As an experiment with situated narration this video essay takes a standpoint against documentarism and common documentary practice. The story of Madame and Little Boy (the code name of the Hiroshima bomb) is narrated by the American musician Will Oldham (aka Bonnie ‘Prince’ Billy) in a studio building next to The Nike Missile Site outside San Francisco. The studio building becomes place for viewing and talking back to images: the surrounding American landscape, the missile site (“a petrified monster”) where atomic weapons were kept in secrecy, clips from Shin Sang-Ok’s production together with footages from North Korea. This site, serving, as an intersection of the present and past, is also the meeting place with the Choi Eun-Hee’s gaze, filmed in a hotel in Seoul.
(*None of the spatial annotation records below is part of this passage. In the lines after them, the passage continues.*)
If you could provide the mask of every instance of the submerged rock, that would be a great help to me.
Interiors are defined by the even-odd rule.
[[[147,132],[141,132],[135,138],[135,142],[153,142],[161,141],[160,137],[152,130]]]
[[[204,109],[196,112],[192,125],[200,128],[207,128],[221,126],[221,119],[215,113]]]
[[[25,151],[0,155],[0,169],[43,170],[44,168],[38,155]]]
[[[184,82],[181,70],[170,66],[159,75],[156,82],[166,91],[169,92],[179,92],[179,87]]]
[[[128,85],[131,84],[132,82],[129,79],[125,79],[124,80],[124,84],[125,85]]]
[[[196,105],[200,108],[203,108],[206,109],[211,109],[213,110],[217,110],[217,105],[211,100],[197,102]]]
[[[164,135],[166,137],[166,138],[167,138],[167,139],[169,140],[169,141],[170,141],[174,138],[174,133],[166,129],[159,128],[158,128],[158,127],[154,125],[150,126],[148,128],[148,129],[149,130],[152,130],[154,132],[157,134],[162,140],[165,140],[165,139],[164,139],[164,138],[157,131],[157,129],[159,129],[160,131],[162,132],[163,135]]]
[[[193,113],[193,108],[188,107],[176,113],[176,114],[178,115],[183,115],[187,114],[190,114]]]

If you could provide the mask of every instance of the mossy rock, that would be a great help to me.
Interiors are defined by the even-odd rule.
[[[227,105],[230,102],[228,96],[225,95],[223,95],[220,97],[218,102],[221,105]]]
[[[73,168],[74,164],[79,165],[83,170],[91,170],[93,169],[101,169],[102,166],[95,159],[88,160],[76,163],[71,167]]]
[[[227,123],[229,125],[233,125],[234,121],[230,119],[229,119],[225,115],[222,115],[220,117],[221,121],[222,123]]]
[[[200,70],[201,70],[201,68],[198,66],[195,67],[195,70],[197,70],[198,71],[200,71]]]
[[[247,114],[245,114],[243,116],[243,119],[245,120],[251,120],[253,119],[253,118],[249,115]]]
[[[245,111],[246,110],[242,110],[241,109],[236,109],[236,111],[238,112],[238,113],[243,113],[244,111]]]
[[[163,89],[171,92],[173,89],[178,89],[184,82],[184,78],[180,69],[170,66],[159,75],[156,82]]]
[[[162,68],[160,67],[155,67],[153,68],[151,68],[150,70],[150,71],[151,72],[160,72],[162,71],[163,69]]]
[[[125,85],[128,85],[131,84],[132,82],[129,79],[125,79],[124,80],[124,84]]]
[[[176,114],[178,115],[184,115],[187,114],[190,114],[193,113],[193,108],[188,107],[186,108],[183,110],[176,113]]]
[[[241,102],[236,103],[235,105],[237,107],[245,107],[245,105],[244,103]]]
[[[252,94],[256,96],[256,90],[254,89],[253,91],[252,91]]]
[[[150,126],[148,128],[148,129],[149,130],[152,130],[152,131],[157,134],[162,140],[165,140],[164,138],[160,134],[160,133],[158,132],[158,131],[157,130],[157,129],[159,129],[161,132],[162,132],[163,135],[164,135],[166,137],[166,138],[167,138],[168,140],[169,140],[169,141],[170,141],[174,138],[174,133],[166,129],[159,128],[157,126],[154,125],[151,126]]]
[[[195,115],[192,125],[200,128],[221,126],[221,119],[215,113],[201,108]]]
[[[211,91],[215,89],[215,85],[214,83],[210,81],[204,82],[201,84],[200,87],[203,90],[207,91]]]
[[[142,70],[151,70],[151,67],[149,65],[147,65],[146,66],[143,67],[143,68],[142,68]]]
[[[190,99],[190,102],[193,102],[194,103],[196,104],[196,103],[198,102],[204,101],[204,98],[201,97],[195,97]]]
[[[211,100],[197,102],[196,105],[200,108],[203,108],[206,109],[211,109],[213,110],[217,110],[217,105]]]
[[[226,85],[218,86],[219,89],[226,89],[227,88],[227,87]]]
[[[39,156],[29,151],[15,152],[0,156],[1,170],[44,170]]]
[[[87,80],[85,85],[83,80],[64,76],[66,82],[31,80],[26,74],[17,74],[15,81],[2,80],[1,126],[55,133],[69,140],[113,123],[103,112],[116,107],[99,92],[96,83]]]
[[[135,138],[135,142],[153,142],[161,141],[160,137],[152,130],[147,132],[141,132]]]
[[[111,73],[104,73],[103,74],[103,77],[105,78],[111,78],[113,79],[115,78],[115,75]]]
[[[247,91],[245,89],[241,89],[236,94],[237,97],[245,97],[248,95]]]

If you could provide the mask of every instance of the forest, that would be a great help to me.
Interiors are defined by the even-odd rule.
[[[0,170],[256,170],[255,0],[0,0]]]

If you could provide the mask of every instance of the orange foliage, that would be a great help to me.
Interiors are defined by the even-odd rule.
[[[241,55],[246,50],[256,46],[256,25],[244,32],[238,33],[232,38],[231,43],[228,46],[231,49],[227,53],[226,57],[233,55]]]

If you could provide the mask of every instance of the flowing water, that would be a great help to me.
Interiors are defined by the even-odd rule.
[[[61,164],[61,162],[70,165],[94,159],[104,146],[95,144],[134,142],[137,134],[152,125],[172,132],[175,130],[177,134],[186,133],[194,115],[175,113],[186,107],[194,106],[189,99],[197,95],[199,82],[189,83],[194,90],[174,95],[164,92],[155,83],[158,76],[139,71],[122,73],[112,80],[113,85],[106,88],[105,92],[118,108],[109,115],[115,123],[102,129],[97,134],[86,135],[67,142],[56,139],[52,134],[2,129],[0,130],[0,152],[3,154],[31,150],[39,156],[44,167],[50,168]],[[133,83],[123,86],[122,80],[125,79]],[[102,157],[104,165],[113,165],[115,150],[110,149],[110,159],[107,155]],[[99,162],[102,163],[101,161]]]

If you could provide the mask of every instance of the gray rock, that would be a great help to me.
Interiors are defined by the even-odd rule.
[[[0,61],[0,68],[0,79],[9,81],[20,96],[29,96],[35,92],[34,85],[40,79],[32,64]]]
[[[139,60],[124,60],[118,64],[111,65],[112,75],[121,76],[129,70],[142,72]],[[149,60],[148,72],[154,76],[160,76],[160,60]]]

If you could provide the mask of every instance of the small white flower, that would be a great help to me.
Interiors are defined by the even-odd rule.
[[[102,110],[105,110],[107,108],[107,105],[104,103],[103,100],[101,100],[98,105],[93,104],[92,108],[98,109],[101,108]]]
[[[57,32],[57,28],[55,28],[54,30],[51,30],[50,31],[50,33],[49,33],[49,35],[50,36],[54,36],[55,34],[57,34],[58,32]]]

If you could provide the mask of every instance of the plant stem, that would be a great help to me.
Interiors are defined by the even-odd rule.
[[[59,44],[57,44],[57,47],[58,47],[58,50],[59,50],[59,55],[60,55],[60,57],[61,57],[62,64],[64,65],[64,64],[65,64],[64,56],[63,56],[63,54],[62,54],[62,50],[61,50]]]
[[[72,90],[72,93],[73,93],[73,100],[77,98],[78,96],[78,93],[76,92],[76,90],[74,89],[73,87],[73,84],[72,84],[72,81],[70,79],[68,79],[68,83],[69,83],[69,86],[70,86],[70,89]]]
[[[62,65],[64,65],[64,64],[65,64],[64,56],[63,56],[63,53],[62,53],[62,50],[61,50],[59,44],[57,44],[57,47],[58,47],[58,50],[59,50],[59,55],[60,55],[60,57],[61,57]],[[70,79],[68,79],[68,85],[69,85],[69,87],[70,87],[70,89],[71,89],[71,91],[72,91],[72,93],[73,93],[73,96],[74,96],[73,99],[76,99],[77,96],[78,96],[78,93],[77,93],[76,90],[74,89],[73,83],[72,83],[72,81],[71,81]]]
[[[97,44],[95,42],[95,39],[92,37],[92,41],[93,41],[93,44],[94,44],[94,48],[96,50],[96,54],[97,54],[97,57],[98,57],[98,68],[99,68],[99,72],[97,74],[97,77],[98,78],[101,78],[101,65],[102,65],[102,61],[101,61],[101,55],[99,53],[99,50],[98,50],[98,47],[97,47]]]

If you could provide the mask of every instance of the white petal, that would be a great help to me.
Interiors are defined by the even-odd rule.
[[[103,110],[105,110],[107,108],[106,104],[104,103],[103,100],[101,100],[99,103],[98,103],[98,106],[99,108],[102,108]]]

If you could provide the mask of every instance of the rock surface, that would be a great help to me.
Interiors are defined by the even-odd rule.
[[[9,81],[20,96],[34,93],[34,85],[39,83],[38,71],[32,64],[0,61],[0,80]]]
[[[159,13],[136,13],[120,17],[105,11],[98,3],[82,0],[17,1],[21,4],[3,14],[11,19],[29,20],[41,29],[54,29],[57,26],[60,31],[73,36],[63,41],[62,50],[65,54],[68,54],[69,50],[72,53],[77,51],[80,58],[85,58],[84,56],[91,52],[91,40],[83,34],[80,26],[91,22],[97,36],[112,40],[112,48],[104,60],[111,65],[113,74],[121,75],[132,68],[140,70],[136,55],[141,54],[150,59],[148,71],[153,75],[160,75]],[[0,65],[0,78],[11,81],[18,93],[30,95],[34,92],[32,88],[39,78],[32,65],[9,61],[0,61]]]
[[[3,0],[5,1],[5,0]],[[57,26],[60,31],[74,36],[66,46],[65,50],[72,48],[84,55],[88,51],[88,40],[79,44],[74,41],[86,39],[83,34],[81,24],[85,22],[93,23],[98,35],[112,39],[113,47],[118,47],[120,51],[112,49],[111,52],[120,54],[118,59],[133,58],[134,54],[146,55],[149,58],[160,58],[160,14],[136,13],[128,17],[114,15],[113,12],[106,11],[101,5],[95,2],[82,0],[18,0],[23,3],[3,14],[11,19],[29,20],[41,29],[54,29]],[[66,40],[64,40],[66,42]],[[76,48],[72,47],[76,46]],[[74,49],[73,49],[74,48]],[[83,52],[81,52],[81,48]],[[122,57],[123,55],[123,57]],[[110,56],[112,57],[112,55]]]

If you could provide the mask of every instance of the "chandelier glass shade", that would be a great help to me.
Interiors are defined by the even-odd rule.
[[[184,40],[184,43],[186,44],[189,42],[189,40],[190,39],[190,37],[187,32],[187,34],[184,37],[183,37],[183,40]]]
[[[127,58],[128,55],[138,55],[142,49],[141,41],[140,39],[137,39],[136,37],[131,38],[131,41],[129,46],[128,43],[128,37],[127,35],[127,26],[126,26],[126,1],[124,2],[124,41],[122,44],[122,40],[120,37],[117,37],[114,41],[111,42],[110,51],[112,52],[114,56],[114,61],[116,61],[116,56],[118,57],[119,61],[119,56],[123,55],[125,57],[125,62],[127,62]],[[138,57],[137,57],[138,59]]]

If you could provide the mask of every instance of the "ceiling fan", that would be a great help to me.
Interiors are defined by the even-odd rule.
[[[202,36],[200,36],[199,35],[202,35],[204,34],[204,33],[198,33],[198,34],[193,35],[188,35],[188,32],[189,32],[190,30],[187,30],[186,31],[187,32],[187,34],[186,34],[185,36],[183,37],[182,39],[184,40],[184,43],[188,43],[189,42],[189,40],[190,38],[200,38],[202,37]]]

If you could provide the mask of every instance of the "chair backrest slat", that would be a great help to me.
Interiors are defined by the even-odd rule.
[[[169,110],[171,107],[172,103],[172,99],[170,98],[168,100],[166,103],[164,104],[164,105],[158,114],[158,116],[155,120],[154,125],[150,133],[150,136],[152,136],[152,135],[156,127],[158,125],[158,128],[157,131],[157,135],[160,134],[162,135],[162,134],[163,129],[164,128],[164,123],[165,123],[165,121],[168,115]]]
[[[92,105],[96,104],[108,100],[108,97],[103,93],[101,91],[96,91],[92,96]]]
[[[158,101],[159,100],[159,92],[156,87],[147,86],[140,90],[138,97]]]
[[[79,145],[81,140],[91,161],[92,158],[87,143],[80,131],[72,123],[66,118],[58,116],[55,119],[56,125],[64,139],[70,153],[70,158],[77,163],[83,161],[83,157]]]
Videograms of a Revolution, 1992 16mm, 107 min

Harun Farocki and Andrei Ujica’s

The compilation video Videograms of a Revolution, new on video from Facets multimedia, concerns the Romanian revolution of 1989 – including the fall, attempted flight, and Christmas-day execution of President Nicolae Ceausescu and his wife Elena – and was assembled under the direction of Harun Farocki and Andrei Ujica from independent and state video and film sources. Videograms forms part of the imagistic “closing bracket” of the twentieth century in Eastern Europe. It employs images and techniques used by the early Soviet montagists, especially Sergei Eisenstein’s Oktyabr’ (October, 1927), a depiction of the opening bracket of the pair – the Russian Revolution. Crowds are seen from above scattering under gunfire; revolutionary leaders seize the platform at popular manifestations, and major moments in the story are presented from multiple perspectives.


This Day, 2003, 1:26 min

Akram Zaatari

This Day Shot in Lebanon, Syria and Jordan, this essay uses transportation, video, and photography to examine images circulating in a historically charged, and presently war-torn and divided, Middle East. From images of camels in the desert to images of the Arab-Israeli conflict, the video looks at states of mind in relation to actual geographies. The video pays tribute to an unformatted and open-ended documentary approach, and examines modes of access to information such as travel, television and the Internet, while carefully displaying the resulting iconography. Although his practice is closely linked with the practice of archiving and opening up a collection, he has developed a very personal montage style, open and documentary with subjective voice or text overlays, thus giving a voice to both the people portrayed as well as the photographers, and juxtaposes these subjective documents with the objective historical developments and the great conflicts of the age.


November, 2004, 25 min

Hito Steyerl

In the eighties, Hito Steyerl shot a feminist martial arts film on Super-8 stock. Her best friend Andrea Wolf played the lead role, that of a woman warrior dressed in leather and mounted on a motorcycle. The engagement expressed in the formal grammar of exploitation films later became Wolf’s political praxis: She went to fight alongside the PKK in the Kurdish regions between Turkey and northern Iraq, where she was killed in 1998. Now honoured by Kurds as an “immortal revolutionary,” her portrait is carried at demonstrations.
Hito Steyerl examines the spectrum of interrelationships between territorial power politics (as practised by Turkey in Kurdistan with the support of Germany) and individual forms of resistance. Her memories and accounts of Wolf’s life provoke the filmmaker to engage in a fundamental reflexion: She comes to understand how fact and fiction are intertwined in the global discourse. Her friend’s picture as a revolutionary pin-up would equally connect with either Asian genre cinema or a private video document.